By John Pimentel
Menlo Park’s Measure V is unfortunate and unnecessary. Unfortunate because the public debate on Measure V frames a false choice between fear of rampant overdevelopment versus NIMBYism and zero growth. Unnecessary because, by law and custom, Menlo Park’s zoning and land use decisions are made through a transparent, reliable planning process, and have been so for decades.
Statewide mandates to increase housing supply have left some single-family detached homeowners fearful that high density development will steamroll their way of life. When the Ravenswood School District proposed teacher housing on the abandoned Flood School site, neighbors raised legitimate concerns about traffic. Normally, these concerns would have been addressed through the well-trod land development process.
Typically, a project owner formally proposes to the City Planning Department a well-defined project and any necessary zoning changes. City staff comments on the project, and the owner often makes modifications or accepts conditions incorporating the planners’ recommendations. Then, the City Planning Commission and the City Council hold open meetings where project impacts are defined and discussed, more mitigations are proposed, and more compromises are made.

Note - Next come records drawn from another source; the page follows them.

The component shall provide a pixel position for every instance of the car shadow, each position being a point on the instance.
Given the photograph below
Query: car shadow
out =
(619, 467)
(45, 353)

The proposal is eventually rejected or approved in public meetings. If someone doesn’t like the result, then litigation ensues, and Courts usually identify and enforce additional modifications and compromises. Or, people vote to change the City Council. The process is far from perfect, but generally it works. The Flood School Site project may have some rough edges, but Measure V is a massive overreaction like using a chainsaw to trim a budding flower.
Our school district proposed this unique project to provide affordable staff housing that would attract and retain the great teachers who raise and nurture our children in our public schools. Barely past the ideation stage, the school district still hasn’t even submitted a proposal to the Menlo Park Planning Department. Sadly, some neighbors lack confidence that our City government and our school district will address their concerns through the normal process. So, the neighbors organized and activated to bring public attention to their concerns.
Unfortunately, the result is Measure V which proposes that any change of single-family residential zoning be approved by a citywide vote. While I deeply respect Measure V’s supporters’ goal to have their voice heard in City land use decisions, here’s why I voted against Measure V:
(1) Civic planning through the ballot box is a bad idea. The current planning process has flaws, but it usually results in reasonable outcomes. Subjecting every residential zoning change to a citywide public vote will discourage any developer from proposing anything that triggers a citywide vote. Menlo Park’s urban planners and City Council may not be perfect, but this ain’t Houston. We’ll get more housing, but there is no risk that big box retail stores or skyscraping apartment towers are going up in Menlo Park’s residential neighborhoods.
(2) Measure V is unfortunate and unnecessary because the project hasn’t yet been proposed to the City. Neighbors’ legitimate concerns are best managed and addressed through a robust planning process that will include conditions, mitigations, and modifications to any initial proposal, not through a citywide ballot initiative.
(3) The State’s current enthusiasm to push local governments to approve more housing is not ephemeral. If Menlo Park ignores state goals, then we should prepare to suffer laws from the Legislature, mandates from state bureaucrats, and lawsuits from housing advocates that reduce local control.
(4) Affordable teacher and staff housing is a massive unmet need. Enabling teachers to live where they work yields significant social, economic, and environmental benefits for generations. In fact, the Flood School Site project could also be made available to teachers in Menlo Park City Schools and other essential workers like police and firefighters who suffer long commutes to serve our community. Such a condition could be required in the normal planning process.
Measure V will force Menlo Park voters to regularly vote on complex, technical land use matters, or bring an end to any material new development in the city. Please only vote for Measure V if you believe it is a great idea to present a divisive zoning conflict that pits citizens against each other every two years.
John Pimentel is a Menlo Park Housing Commissioner, a Ravenswood Education Foundation Director, and a San Mateo County Community College District Trustee. The opinions expressed here are his alone and not made on behalf of any organization he serves.